In India, however, the recent discount trend appears to have reversed, with premiums rising to $3 over spot, reversing from discounts as low as $5 in the previous week.


Notably, importers are said to be holding off on bringing metal into the country while awaiting a prospective cut in import duties, which could be announced in the annual budget on February 28.


The Indian government may cut the import duty on gold by 2-4 percentage points later this month from its current level of 10 percent, sources told FastMarkets, although the cut in import duty could be to as low as two percent, according to some reports.


There have also been conflicting reports emerging on the true amount of gold that came into the country in January, according to sources.


While the Ministry of Commerce and Industry quoted imports in January at around 39 tonnes, several importers claimed that the figure is actually closer to 60 tonnes, of which more than 50 percent is said to have been gold doré, although this remains unconfirmed.

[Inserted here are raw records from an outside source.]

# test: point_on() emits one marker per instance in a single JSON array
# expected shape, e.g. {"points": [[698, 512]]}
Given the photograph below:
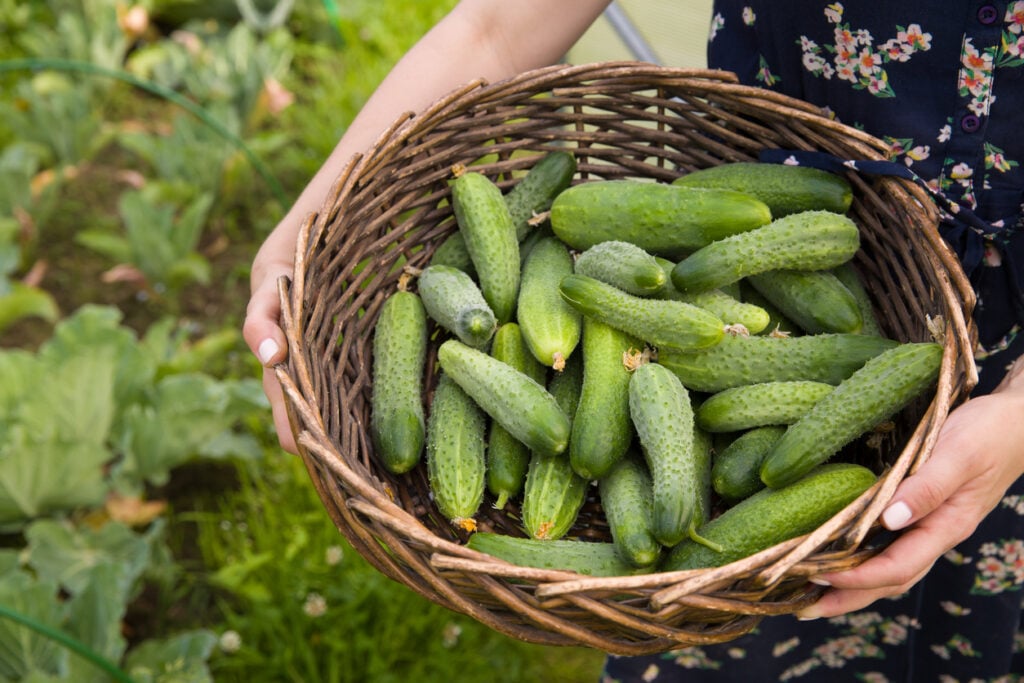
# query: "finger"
{"points": [[261, 329]]}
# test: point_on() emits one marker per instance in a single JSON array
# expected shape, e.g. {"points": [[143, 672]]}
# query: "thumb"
{"points": [[261, 329]]}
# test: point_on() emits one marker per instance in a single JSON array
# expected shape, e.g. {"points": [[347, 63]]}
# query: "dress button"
{"points": [[988, 14]]}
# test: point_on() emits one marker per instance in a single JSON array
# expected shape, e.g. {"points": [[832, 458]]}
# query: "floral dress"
{"points": [[942, 81]]}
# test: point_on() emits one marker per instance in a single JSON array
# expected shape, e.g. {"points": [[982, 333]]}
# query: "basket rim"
{"points": [[367, 498]]}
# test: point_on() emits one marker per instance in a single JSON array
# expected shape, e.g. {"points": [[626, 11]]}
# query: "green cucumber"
{"points": [[591, 558], [773, 515], [550, 326], [752, 406], [848, 274], [624, 265], [662, 323], [455, 302], [737, 360], [663, 416], [628, 504], [510, 396], [785, 188], [736, 472], [663, 219], [530, 196], [508, 458], [538, 188], [602, 429], [491, 239], [456, 452], [808, 241], [554, 493], [397, 424], [720, 302], [815, 300], [871, 394]]}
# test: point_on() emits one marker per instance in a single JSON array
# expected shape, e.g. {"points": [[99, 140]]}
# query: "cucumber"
{"points": [[590, 558], [873, 393], [808, 241], [737, 360], [624, 265], [508, 458], [736, 472], [773, 515], [491, 239], [511, 397], [628, 504], [454, 301], [535, 191], [786, 189], [752, 406], [554, 493], [663, 416], [815, 300], [399, 347], [456, 447], [662, 323], [718, 301], [550, 326], [531, 195], [660, 218], [602, 429], [851, 280]]}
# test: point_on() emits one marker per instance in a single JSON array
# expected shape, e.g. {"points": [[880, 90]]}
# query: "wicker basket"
{"points": [[621, 120]]}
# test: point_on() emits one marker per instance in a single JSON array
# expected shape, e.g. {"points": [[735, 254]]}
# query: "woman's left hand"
{"points": [[978, 455]]}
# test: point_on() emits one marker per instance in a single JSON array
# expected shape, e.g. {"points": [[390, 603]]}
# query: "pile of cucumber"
{"points": [[695, 350]]}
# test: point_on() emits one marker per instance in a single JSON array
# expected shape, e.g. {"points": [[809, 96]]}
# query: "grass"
{"points": [[307, 607]]}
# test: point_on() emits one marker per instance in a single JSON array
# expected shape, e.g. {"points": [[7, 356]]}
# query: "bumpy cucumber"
{"points": [[586, 557], [663, 219], [773, 515], [815, 300], [491, 239], [808, 241], [736, 471], [721, 303], [759, 404], [511, 397], [624, 265], [663, 415], [455, 302], [851, 280], [602, 430], [554, 493], [550, 326], [508, 458], [784, 188], [662, 323], [883, 386], [456, 446], [628, 505], [397, 423], [737, 360], [536, 190], [531, 195]]}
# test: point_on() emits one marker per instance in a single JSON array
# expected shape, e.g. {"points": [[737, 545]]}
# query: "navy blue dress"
{"points": [[941, 82]]}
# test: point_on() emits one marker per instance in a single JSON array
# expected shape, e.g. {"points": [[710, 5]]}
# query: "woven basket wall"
{"points": [[621, 120]]}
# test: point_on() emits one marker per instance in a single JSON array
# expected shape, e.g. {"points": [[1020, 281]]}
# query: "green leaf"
{"points": [[180, 658], [24, 301]]}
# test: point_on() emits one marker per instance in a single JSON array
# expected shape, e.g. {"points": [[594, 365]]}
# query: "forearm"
{"points": [[478, 39]]}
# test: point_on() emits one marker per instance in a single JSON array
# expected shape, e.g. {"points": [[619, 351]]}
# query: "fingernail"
{"points": [[896, 516], [267, 349]]}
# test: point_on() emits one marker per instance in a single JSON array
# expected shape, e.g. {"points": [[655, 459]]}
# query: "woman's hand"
{"points": [[978, 455]]}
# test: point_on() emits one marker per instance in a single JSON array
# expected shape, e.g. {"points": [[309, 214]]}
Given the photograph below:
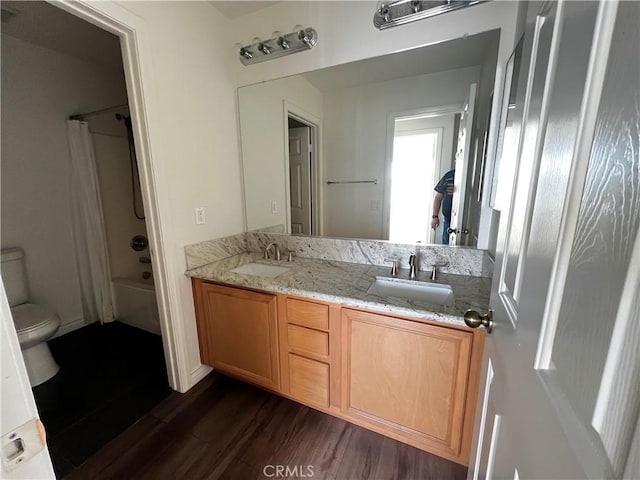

The differential would run contrary to the current perception that Indian demand continues to falter due to seasonal factors.


Metals Focus’ Chirag Sheth said last week that domestic demand is unlikely to improve significantly until April or May – after the budget has been digested and on buying ahead of important religious festivals – although there may be a small uptick towards the end of March for stocking ahead of the end of the financial year.


Elsewhere, premiums in Singapore slipped to $1 from $1.50 a week ago, while in Bangkok premiums swung to $1.50 from a discount.


In Dubai, premiums remained flat on gold kilobars owing to the UAE’s continual inflow of metals and high refining capacity.


In Turkey, the market was quoted at parity, having previously been at deep discounts.